Climate change threatens Far North health

Barrow whales distribute bowhead meat
Barrow whalers distribute bowhead
meat to the community
Credit: NOAA Fisheries

Global warming could deliver new diseases, more contaminants, crushing stress and dangerous temperature extremes to rural Alaska and other small communities across the Arctic, according to a panel of Alaskans involved with assessing climate impact on health.

“Every day, as we know, news reports provide more evidence of the consequences of global warming from around the planet,” said Pam Miller, an organizer of the teleconference and executive director of Alaska Community Action on Toxics. “We also know that the arctic is warming faster than other parts of the world, accompanied by melting permafrost, thinning sea ice, increasing storm surges and coastal erosion. … Some Alaska coastal communities are facing disruption and expensive relocation.”

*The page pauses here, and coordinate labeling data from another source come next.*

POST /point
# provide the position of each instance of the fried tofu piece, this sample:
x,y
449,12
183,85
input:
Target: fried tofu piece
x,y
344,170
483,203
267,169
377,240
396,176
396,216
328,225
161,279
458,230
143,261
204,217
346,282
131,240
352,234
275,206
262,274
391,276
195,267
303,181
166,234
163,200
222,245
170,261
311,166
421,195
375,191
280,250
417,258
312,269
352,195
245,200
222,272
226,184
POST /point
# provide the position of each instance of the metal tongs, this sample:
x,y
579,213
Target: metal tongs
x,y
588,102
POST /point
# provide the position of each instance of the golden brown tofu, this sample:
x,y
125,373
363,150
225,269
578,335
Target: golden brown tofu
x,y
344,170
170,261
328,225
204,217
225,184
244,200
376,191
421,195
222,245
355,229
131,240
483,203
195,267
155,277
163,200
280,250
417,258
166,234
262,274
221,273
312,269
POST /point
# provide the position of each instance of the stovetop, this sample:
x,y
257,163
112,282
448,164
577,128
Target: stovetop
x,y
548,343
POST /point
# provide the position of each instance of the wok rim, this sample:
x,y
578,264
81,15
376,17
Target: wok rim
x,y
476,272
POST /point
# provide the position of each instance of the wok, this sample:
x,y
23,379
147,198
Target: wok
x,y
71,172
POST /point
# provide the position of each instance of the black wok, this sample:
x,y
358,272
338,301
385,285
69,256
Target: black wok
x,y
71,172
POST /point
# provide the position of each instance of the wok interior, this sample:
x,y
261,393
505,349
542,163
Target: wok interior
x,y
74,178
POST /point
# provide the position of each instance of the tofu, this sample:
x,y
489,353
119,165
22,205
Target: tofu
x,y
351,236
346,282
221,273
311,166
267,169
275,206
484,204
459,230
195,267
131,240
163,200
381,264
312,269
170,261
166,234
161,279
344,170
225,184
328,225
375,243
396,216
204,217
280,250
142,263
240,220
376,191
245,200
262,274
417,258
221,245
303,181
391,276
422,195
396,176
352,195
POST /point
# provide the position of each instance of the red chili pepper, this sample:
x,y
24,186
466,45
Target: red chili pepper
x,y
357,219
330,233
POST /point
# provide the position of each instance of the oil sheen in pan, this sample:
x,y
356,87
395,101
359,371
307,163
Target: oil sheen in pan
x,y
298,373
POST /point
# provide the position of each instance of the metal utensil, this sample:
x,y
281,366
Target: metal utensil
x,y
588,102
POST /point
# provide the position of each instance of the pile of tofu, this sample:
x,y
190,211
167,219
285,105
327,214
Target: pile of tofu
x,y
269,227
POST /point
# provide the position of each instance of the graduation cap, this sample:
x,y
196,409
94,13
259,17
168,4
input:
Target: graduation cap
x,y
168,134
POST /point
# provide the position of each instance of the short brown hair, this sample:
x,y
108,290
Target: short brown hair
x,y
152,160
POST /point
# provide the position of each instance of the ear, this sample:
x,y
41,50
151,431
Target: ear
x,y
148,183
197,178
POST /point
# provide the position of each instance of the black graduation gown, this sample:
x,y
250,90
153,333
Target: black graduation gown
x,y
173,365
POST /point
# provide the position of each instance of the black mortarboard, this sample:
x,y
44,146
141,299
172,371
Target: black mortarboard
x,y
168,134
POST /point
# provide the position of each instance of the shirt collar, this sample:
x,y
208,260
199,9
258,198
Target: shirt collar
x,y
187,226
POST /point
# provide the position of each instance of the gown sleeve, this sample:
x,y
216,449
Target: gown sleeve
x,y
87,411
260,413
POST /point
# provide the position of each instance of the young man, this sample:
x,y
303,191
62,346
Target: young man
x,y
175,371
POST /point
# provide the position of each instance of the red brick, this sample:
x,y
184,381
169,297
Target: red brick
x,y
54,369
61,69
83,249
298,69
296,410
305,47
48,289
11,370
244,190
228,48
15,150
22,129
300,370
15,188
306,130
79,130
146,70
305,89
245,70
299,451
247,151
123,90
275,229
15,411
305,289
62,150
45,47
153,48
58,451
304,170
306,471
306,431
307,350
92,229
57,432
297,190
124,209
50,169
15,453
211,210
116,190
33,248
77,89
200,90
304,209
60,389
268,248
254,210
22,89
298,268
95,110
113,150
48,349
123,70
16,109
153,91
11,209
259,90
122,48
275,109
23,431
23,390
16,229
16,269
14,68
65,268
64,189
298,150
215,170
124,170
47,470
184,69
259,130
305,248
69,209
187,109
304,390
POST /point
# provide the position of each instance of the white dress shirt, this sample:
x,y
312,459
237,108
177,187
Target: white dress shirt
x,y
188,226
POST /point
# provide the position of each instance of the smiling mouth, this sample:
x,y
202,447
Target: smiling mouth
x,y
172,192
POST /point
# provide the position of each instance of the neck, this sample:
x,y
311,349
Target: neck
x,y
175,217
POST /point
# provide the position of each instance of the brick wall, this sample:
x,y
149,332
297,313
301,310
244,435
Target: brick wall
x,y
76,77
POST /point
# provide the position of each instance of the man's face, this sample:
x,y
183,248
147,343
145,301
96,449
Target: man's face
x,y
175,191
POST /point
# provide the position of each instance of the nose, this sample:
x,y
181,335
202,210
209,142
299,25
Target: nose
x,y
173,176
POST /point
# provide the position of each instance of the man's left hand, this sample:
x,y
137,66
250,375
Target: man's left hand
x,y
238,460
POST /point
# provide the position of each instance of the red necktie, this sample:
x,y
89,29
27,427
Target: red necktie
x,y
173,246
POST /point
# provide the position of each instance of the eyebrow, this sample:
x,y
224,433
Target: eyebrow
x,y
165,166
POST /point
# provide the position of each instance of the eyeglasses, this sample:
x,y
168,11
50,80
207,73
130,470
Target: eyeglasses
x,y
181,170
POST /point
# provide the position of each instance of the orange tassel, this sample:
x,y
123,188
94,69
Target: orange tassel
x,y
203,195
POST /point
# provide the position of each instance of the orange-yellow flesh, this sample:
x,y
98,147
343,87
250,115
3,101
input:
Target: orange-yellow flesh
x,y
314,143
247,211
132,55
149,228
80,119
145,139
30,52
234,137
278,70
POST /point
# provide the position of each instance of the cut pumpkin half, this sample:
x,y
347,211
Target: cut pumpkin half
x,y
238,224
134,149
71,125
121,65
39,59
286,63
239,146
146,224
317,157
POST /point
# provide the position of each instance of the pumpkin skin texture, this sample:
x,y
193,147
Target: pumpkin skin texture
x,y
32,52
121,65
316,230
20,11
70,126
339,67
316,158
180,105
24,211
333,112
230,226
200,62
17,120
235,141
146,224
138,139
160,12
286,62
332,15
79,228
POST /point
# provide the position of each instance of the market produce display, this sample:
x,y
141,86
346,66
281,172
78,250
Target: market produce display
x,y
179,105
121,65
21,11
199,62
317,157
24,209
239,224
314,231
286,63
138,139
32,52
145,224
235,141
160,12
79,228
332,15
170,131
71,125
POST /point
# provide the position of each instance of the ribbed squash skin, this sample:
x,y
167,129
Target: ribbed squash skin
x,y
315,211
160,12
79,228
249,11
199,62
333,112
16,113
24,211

Most vulnerable will be the residents of rural villages, most of them Natives and First Nations people, who rely on subsistence food and local resources to make a living.

When contaminants get transported to the North on changing air and ocean currents, they end up in the food chain and migrate meal to meal into the bodies of people. When animal populations crash in number or shift to new habitat, local people must spend more time and resources to gather food.

“They are the most highly dependent subsistence population in the world,” said Dr. James Berner, science director in the Division of Community Health of the Alaska Native Tribal Health Consortium. “It is one of those areas where the changing climate has a direct daily impact on the lives of the people who live in it.”